Where sustainability can improve was focussed on heavily by Michael Bray, Chairman for Energy and Natural Resources – KPMG Australia, “Businesses need an integrated report to give the chief executive a better basis for telling the story of the business, the business model, to the capital providers,”
“I also believe that integrated reporting has a real role in public policy in keeping governments accountable for implementation of their energy policies… (Australia) should have an integrated report against energy policy on a periodic basis.”
Looking to energy efficiency as a cornerstone of a businesses sustainability strategy, Jonathon Jutsen, Energetics Founder and Chairman for the Australian Alliance to Save Energy thinks business are underperforming in this area, “We believe that most businesses can improve their energy efficiency by at least 50%… and one of the first places to start is in eliminating waste.”
Tom Maguire, General Manager Corporate Affairs and Innovation from Teys Australia backed the call for more to be done within the energy sector, “Australia’s low cost energy advantage is eroding, and we have to do more with less.”

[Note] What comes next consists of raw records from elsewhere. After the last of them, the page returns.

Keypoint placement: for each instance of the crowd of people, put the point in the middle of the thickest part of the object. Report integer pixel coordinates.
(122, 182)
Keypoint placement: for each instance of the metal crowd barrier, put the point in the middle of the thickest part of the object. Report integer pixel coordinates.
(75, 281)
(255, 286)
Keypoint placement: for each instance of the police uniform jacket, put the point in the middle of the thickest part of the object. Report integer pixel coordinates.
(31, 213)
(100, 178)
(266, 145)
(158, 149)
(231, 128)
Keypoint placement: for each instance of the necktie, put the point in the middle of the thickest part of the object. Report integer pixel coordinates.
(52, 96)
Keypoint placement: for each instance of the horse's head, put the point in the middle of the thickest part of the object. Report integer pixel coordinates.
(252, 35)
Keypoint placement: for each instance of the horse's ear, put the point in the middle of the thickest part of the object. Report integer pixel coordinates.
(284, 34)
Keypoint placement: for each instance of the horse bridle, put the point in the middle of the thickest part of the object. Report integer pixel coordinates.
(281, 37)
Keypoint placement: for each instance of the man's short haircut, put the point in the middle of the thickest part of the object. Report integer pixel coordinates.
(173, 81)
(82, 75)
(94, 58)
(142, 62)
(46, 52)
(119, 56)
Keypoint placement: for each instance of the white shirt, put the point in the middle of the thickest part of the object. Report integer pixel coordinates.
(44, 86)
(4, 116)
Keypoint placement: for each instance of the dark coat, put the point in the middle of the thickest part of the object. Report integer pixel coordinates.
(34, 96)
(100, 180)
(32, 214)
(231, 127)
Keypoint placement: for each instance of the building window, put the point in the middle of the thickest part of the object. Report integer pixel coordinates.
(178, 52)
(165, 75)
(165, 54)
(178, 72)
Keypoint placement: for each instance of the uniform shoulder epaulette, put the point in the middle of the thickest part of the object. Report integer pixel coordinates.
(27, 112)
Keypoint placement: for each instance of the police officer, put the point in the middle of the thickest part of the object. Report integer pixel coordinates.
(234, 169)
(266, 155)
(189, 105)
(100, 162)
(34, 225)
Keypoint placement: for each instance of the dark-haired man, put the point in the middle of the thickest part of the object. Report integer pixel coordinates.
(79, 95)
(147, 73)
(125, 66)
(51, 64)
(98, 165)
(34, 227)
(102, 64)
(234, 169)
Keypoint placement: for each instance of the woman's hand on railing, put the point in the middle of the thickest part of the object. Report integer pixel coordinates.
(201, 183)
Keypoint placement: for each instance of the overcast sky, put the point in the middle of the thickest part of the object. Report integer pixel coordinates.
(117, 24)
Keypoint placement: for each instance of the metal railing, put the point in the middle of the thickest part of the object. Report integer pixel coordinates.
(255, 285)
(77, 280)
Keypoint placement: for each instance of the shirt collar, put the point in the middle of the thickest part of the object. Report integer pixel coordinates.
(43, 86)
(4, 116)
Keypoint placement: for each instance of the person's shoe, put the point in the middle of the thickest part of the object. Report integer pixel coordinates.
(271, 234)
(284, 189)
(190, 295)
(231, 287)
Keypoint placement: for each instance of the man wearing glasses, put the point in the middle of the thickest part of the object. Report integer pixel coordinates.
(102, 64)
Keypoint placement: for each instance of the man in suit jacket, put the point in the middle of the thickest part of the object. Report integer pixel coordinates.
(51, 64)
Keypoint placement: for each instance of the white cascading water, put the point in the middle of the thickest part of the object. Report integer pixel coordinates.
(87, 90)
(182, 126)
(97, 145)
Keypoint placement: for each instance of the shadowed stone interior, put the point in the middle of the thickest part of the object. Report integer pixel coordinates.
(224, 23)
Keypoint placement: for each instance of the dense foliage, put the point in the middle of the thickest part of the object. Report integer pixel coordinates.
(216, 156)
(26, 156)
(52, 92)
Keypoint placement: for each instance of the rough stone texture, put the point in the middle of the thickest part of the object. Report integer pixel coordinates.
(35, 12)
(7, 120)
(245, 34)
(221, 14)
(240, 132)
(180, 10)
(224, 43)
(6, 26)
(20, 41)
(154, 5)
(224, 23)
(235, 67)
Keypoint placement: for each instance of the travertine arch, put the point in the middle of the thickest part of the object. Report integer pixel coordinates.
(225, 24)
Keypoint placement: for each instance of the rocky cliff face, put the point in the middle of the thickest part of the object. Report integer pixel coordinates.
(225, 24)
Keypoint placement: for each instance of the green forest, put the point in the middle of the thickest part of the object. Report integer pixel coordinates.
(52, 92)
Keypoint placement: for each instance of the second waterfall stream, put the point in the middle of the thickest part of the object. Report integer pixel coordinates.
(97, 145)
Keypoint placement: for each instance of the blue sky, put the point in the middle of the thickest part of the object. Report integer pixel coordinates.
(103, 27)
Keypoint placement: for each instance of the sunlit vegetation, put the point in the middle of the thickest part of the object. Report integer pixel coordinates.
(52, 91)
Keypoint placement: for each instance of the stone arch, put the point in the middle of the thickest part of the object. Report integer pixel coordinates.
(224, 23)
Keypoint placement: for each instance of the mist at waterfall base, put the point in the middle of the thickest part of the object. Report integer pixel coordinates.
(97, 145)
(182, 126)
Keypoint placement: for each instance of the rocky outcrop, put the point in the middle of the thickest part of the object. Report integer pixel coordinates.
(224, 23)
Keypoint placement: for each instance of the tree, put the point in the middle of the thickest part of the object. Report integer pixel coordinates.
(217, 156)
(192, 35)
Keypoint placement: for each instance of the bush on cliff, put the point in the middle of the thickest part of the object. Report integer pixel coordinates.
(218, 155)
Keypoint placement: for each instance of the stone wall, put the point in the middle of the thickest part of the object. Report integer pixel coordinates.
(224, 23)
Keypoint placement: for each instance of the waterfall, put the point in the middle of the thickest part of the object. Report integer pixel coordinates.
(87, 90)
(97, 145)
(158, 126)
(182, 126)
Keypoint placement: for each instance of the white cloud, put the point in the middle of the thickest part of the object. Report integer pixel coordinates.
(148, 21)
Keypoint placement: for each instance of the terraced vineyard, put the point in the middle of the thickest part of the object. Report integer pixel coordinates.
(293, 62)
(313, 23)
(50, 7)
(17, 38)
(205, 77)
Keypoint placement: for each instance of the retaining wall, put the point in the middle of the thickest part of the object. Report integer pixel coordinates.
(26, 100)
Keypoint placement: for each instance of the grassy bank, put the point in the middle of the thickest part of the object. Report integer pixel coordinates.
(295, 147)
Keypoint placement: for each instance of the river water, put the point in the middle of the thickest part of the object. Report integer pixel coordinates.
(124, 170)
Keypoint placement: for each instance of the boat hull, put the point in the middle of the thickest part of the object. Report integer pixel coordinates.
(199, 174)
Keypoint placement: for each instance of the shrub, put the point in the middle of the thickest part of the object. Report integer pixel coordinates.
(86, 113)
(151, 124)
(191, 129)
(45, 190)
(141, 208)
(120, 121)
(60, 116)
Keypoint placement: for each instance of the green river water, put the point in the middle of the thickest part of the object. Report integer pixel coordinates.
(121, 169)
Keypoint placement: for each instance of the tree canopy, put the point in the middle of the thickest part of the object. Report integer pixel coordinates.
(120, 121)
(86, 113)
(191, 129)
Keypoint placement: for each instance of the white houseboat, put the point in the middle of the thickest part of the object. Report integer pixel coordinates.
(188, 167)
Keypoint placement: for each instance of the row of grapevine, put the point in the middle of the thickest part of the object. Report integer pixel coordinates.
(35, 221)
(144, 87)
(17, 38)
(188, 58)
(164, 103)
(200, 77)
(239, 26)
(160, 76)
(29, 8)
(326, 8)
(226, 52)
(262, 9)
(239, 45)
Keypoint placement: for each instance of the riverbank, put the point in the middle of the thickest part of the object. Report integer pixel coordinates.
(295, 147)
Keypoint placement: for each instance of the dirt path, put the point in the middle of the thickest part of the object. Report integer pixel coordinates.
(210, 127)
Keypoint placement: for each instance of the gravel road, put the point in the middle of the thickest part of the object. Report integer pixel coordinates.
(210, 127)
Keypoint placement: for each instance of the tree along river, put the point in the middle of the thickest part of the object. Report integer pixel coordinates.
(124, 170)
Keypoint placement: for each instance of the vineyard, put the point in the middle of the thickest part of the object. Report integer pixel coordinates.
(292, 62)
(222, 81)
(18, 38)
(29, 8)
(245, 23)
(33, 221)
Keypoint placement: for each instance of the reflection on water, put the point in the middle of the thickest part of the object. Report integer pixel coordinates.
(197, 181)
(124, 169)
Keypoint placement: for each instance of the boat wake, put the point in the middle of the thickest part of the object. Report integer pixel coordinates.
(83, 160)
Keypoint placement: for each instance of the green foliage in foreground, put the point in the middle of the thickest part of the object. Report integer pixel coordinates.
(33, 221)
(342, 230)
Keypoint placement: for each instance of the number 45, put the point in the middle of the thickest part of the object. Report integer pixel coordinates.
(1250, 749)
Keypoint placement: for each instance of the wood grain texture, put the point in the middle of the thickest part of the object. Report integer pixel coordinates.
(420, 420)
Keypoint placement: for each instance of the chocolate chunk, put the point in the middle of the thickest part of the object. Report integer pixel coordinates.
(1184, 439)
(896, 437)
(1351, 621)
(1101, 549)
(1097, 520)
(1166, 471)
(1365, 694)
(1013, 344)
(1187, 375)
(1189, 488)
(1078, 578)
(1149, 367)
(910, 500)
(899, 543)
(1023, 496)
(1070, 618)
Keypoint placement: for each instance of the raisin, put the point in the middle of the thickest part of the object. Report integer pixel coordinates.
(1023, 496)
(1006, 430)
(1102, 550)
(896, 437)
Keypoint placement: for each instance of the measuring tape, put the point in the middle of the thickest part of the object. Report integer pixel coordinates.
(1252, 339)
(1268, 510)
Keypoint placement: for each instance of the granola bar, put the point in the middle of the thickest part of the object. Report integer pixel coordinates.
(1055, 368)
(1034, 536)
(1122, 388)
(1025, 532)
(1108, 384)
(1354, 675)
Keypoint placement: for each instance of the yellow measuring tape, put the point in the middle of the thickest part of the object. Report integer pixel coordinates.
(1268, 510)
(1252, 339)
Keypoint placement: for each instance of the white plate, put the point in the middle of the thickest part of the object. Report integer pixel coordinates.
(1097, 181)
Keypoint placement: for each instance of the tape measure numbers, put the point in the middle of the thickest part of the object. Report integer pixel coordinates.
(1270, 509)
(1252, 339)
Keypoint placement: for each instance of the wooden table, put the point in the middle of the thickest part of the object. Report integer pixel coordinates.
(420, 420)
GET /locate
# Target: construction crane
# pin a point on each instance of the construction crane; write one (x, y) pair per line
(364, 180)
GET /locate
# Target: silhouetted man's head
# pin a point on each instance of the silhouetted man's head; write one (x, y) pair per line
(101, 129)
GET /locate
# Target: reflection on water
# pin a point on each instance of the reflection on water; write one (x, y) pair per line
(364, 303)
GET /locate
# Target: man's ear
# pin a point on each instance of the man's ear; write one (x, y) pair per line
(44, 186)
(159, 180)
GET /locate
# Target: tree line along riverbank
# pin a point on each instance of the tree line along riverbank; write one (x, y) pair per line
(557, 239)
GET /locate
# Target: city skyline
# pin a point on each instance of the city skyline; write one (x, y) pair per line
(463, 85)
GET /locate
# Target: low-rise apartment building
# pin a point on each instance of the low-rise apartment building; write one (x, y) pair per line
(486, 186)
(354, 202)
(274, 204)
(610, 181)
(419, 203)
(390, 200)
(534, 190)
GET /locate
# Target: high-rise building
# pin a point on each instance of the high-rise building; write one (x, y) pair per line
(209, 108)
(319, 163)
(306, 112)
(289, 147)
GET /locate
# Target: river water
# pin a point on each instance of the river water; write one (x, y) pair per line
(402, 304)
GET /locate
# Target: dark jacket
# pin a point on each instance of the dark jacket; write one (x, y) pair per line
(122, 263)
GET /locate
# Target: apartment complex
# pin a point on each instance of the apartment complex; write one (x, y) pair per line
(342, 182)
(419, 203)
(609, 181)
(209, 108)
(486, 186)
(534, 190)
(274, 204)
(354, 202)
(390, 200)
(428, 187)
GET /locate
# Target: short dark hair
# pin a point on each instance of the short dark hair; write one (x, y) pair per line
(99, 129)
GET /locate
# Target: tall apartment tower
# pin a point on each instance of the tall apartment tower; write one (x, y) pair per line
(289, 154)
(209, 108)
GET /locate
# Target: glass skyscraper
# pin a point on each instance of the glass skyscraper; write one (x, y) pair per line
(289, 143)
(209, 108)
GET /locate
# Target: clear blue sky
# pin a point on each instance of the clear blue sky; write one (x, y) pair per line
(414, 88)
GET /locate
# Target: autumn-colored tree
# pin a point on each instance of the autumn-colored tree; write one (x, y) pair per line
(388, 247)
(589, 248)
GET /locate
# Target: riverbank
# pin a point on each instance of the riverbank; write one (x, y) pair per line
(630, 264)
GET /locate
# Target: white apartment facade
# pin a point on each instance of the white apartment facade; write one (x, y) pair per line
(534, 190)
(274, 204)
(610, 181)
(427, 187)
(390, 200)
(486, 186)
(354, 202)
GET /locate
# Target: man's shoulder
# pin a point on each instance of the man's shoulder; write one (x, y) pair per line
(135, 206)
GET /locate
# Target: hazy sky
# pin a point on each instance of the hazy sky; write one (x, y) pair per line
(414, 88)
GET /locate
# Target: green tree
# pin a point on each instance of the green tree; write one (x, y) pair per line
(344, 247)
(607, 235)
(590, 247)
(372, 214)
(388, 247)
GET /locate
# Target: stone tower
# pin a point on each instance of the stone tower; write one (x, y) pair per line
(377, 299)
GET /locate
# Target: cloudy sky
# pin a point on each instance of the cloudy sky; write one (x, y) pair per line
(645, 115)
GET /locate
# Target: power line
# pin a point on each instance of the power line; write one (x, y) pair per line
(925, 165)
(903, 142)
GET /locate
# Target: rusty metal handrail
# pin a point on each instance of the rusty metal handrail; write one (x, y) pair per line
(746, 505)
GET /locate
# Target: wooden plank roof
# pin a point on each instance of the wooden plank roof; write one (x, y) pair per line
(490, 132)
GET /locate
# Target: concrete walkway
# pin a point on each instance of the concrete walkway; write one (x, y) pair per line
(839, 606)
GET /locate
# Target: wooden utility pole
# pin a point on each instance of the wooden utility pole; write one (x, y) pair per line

Not-for-profit partnerships were also highlighted with Raphaele Deau, Partnerships Director from Nexus saying positively that the private sector has begun to show more interest in the role they can play, “More and more, recently (they) have shown interest in getting involved in eco friendly solutions,”
The need for these partnerships is great, “There is a silent killer of indoor air pollution from boiling water… 30% of the world’s population are using solid fuels or biomass for cooking and boiling water, so just the essential services of access to clean water is actually killing women and children primarily as they are the main population in the households,”
Being uncompromising in your commitment to sustainability was a theme echoed by many, “We want to exert positive influence across our whole supply chain and sustainability is one of the core cornerstones of that,” said Richard Wilson, Sustainability Manager from IKEA
“We do walk away from suppliers that can’t meet our sustainability demands.”
How to value sustainability and the environment was explored by Chuck Berger, Director of Strategic Ideas for the Australian Conservation Foundation, “Valuation is not the same as monetisation, and valuation is not an objective exercise… valuation is a deeply subjective exercise that is about the attribution of importance to something,”
“Valuation of environmental assets or ecosystems is difficult, because valuation is difficult,”
“Lots of things are uncertain and there’s lots that we don’t know about ecosystems, network effects and the future… most importantly, we don’t know the values of the people of the future… all we can say about the values of the future is that they are going to be different from our current values in some ways.”